Algo que suele negar Leopoldo Calvo Sotelo. Y puede que sea
verdad que él se librara de esas alteraciones psíquicas que
el mucho poder causa en los hombres. Pero debería decir que
si nunca deliró fue tal vez por falta de tiempo. Pues todos
sabemos que su presidencia duró un rato.
Lo que está claro es que los políticos suelen perder la
chaveta con los éxitos. Y más pronto que tarde empiezan a
decir cosas incoherentes o absurdas como consecuencia de una
obnubilación pasajera de la conciencia. Es el punto
delirante que Molière atribuía a los grandes hombres. Pero
de esa fiebre alta, motivada por el poder, capaz de producir
desvaríos, perturbaciones, trastornos, etcétera, tampoco se
escapan los presidentes de fútbol. Sobre todo el del Madrid
y el del Barcelona. Porque no olvidemos que pisan el asfalto
con rango de ministros. Bueno, es un decir, porque hay
ministros que no los conocen ni en su casa.
Ramón Calderón y Joan Laporta son más que ministro. Y lo
primero que dijeron, nada más obtener la presidencia, es que
el cargo no se les iba a subir a la cabeza. Que lo último
que harían es cambiar su forma de ser. Pues bien, les viene
ocurriendo lo que antes les sucedió a otros presidentes: que
los éxitos más que mejorarlos los han idiotizados. Los han
convertido en lelos. En una palabra, los ha hecho peores.

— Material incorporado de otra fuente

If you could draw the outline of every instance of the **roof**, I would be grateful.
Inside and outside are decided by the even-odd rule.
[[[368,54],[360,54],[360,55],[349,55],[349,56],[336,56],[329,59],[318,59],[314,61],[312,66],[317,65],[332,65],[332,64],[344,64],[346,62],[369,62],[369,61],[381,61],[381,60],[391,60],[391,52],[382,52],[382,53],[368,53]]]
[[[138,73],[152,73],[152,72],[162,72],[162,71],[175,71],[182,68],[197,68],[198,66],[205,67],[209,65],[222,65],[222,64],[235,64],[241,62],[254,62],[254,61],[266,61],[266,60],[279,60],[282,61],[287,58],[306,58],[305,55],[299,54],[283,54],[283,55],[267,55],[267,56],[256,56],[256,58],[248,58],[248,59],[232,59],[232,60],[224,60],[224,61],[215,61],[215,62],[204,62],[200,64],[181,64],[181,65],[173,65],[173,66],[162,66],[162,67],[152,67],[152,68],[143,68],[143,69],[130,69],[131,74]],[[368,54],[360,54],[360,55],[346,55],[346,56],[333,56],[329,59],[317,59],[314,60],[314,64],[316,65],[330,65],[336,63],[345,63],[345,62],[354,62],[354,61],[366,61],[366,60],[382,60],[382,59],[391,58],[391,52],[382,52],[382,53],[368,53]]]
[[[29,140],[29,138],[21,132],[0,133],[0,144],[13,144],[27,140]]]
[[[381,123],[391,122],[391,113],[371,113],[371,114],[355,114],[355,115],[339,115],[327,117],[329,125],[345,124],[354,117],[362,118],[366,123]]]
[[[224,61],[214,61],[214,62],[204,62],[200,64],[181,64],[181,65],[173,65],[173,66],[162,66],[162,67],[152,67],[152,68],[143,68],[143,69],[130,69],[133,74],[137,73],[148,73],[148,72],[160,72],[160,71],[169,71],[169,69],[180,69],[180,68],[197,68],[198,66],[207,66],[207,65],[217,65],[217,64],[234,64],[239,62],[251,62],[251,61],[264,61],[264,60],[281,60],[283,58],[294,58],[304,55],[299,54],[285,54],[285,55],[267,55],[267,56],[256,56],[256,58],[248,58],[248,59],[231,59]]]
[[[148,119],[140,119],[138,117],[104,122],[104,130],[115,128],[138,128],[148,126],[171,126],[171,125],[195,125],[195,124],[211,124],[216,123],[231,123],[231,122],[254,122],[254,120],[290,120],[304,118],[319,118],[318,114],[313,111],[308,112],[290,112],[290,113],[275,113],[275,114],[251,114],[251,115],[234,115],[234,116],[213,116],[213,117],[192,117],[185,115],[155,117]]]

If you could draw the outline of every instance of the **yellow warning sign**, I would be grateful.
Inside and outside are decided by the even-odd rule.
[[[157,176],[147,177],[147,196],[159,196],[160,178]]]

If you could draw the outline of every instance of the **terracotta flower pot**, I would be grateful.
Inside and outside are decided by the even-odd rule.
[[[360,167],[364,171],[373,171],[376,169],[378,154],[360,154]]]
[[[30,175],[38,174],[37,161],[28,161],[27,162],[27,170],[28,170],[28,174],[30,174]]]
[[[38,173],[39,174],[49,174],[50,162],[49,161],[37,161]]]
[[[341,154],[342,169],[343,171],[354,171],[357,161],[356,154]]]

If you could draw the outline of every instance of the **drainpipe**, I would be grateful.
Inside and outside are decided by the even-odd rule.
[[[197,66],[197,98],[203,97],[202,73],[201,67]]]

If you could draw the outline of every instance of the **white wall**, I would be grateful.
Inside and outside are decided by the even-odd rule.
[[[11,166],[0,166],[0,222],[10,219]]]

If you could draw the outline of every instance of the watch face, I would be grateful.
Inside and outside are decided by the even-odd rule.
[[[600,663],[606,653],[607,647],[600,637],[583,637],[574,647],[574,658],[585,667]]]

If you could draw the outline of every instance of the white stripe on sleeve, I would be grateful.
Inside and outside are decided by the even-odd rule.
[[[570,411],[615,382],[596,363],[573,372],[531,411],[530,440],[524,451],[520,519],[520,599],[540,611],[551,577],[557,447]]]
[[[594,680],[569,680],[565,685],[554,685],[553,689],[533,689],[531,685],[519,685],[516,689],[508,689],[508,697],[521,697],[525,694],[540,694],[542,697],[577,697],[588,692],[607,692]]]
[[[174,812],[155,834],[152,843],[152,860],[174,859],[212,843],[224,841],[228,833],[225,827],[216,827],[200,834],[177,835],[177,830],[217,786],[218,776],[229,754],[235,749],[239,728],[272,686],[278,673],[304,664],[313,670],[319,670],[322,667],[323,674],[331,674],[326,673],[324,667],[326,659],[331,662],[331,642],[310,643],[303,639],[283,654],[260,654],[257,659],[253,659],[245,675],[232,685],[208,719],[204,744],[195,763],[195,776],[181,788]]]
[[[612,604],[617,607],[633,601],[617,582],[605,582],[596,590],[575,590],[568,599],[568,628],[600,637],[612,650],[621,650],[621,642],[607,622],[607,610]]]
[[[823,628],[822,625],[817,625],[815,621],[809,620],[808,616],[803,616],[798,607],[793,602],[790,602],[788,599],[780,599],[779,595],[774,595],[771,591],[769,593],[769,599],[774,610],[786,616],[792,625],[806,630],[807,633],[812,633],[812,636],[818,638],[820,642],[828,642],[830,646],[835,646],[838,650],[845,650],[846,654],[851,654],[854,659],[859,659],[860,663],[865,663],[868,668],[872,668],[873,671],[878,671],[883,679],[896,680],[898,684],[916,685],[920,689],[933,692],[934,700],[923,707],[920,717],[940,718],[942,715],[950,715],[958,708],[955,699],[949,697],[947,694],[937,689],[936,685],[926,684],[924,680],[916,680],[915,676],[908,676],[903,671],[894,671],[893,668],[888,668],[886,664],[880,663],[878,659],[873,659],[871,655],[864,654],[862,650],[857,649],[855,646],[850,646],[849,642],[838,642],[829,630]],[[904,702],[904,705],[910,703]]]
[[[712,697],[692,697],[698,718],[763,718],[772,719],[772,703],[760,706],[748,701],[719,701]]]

En esta ocasión, me voy a referir al presidente del Madrid.
A Calderón, que parecía haber superado actuaciones erróneas,
la goleada al Valladolid le trastornó la sesera. Y rodeado
por aduladores de primera fila, por contadores de mentiras
gloriosas, y crecido el caudaloso río de sus vanidades por
medio de una prensa madrileña dispuesta a convertir en mitos
a sus jugadores preferidos, se dejó convencer de que a éstos
debía el Madrid firmarles un contrato vitalicio.
Y allá que aprovechó el presidente las facilidades dadas por
el Valladolid en el Bernabéu, en tarde aciaga de su
entrenador, para, a favor de marea, salir a la palestra y
dárselas de patrón magnánimo que sabe premiar a sus hombres
más distinguidos y relevantes. De su discurso, de las
palabras de Calderón, se desprendía que Raúl y Casillas
llevaban toda su vida cobrando un salario mínimo en el club.
Y que ya había llegado el momento de reparar tan lamentables
agravios. Porque ambos futbolistas habían soportado
estoicamente los malos tratos recibidos por anteriores
directivas.
Ese día, de la semana pasada, la radio, la televisión, la
prensa escrita e Internet airearon tan grande acontecimiento
reparador de un daño que también incluiría a Guti. A quien
el presidente, tan aficionado al toro, comparó con Curro
Romero. Vino a decir que José María era tan genial que una
buena actuación le valía para que el resto de la temporada
se dedicara a atusarse el pelo, a protestar a los árbitros,
a hacer mofa de los contrarios y a jugar de ‘palomero’. Ese
día, de la semana pasada, Calderón estaba eufórico. Más bien
enajenado. Y se sentía la novia en la boda, el niño en el
bautizo y el muerto en el entierro. Y decidió tirar la casa
por la ventana. El sábado por la noche, tras el petardo
pegado por el Madrid en el Ruiz de Lopera, seguro que Ramón
Calderón se dio cuenta de que había perdido el norte. Que el
poder lo había entontecido. Y cambió de color.